What you need to know

The buy-to-let market has been growing at an exponential rate, causing fears that it is unsustainable and that the market poses a risk to financial stability in the UK. In 2015, the value of the market increased by 39%, as lending reached £37.8 billion. The vast majority of lending is arranged through intermediaries and the re-mortgage segment of the market currently dominates in terms of lending. The proportion of landlords among the adult population has not increased in 2015, indicating that growth in the market is coming from re-mortgaging or the expansion of existing property portfolios.

In the 2015 Summer Budget and Autumn Statement, Chancellor George Osborne announced a number of new changes that will impact the buy-to-let market over the coming years.

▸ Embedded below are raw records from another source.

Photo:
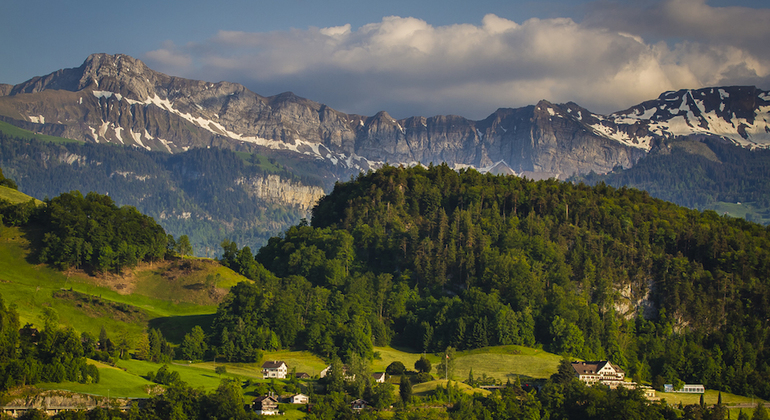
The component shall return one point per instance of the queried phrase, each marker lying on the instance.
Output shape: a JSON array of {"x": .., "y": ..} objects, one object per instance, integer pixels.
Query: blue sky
[{"x": 409, "y": 57}]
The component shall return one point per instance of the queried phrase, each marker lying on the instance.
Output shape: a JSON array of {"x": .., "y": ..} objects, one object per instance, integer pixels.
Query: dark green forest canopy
[{"x": 435, "y": 258}]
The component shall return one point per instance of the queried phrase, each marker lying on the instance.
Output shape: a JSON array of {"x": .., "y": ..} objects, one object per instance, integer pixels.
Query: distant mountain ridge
[{"x": 118, "y": 99}]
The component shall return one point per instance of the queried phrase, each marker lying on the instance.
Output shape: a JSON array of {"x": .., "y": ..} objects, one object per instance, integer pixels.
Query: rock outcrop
[{"x": 118, "y": 99}]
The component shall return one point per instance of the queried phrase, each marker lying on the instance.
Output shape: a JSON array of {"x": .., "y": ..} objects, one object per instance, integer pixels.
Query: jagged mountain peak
[
  {"x": 118, "y": 99},
  {"x": 740, "y": 114}
]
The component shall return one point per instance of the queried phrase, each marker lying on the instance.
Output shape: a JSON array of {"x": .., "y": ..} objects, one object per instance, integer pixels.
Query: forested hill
[{"x": 433, "y": 258}]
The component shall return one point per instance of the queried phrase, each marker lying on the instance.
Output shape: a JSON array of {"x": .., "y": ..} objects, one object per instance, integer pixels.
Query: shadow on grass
[
  {"x": 34, "y": 235},
  {"x": 513, "y": 376},
  {"x": 174, "y": 328}
]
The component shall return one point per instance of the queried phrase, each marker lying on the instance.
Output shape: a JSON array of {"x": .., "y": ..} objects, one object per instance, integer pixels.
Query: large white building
[
  {"x": 601, "y": 372},
  {"x": 274, "y": 369}
]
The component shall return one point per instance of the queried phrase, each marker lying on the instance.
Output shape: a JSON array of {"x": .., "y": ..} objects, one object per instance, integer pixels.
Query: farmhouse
[
  {"x": 358, "y": 405},
  {"x": 601, "y": 372},
  {"x": 265, "y": 405},
  {"x": 299, "y": 399},
  {"x": 345, "y": 374},
  {"x": 686, "y": 388},
  {"x": 274, "y": 369}
]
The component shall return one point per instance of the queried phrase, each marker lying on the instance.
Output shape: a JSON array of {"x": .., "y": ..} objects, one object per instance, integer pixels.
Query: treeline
[
  {"x": 193, "y": 193},
  {"x": 698, "y": 174},
  {"x": 6, "y": 182},
  {"x": 29, "y": 356},
  {"x": 93, "y": 233},
  {"x": 432, "y": 258}
]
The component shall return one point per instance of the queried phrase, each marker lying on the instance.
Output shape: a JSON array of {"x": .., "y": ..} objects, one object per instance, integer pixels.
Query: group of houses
[
  {"x": 267, "y": 405},
  {"x": 608, "y": 374}
]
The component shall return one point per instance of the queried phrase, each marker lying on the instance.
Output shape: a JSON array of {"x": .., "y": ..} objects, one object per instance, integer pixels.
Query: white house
[
  {"x": 299, "y": 399},
  {"x": 265, "y": 405},
  {"x": 601, "y": 372},
  {"x": 686, "y": 388},
  {"x": 274, "y": 369}
]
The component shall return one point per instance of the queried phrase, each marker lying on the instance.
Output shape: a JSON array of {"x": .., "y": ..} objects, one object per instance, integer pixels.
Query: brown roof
[
  {"x": 272, "y": 364},
  {"x": 586, "y": 368}
]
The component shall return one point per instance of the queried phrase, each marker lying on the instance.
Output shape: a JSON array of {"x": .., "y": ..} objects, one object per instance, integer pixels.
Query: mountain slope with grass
[{"x": 431, "y": 258}]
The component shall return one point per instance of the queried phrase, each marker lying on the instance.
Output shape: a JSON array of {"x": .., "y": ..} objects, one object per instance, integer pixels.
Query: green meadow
[
  {"x": 14, "y": 131},
  {"x": 15, "y": 196}
]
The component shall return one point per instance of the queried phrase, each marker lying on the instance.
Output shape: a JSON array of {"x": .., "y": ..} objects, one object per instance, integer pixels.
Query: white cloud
[{"x": 408, "y": 67}]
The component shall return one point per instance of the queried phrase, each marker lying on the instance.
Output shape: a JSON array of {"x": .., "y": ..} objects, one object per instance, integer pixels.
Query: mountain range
[
  {"x": 290, "y": 150},
  {"x": 117, "y": 99}
]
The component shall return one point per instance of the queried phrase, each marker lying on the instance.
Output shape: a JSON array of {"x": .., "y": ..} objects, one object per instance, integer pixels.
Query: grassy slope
[
  {"x": 499, "y": 362},
  {"x": 14, "y": 131},
  {"x": 15, "y": 196},
  {"x": 31, "y": 286}
]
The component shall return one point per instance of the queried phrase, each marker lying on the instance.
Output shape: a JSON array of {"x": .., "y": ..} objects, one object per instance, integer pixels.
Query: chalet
[
  {"x": 686, "y": 388},
  {"x": 649, "y": 393},
  {"x": 265, "y": 405},
  {"x": 358, "y": 405},
  {"x": 299, "y": 399},
  {"x": 345, "y": 374},
  {"x": 601, "y": 372},
  {"x": 274, "y": 369}
]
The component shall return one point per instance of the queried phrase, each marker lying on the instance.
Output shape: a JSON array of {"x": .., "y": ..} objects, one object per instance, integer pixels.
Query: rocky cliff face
[{"x": 117, "y": 99}]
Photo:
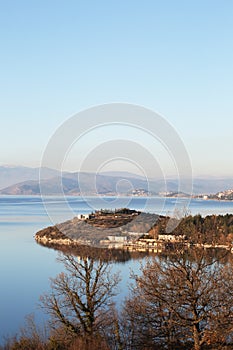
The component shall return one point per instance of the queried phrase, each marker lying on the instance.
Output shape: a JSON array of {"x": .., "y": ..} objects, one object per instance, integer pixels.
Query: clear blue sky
[{"x": 175, "y": 57}]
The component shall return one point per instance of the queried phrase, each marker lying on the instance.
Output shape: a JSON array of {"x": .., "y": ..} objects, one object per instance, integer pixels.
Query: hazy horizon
[{"x": 59, "y": 59}]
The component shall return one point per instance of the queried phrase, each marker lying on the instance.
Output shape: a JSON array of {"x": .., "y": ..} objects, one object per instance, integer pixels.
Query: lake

An increase in stamp duty for buy-to-let properties from April 2016 and reductions in tax relief being phased in from April 2017 are the main causes for concern, as some investors will find that their properties are no longer profitable and may even be driven to sell. Lenders have reacted by tightening criteria to mitigate new risks and strengthening communication channels to help borrowers reach the best decisions. They have also been preparing for the European Mortgage Credit Directive (MCD), which came into effect on 21 March 2016, by aligning documentation and processes to comply with the new legislation that classifies some borrowers as ‘consumer buy-to-let’ (CBTL) landlords.

This Report analyses the buy-to-let mortgage market, covering the impact of the regulatory upheaval, the outlook for buy-to-let mortgage lending and the changing shape of product distribution. Mintel’s consumer research explores product ownership, consumer understanding of regulatory changes, and attitudes towards rental property investment.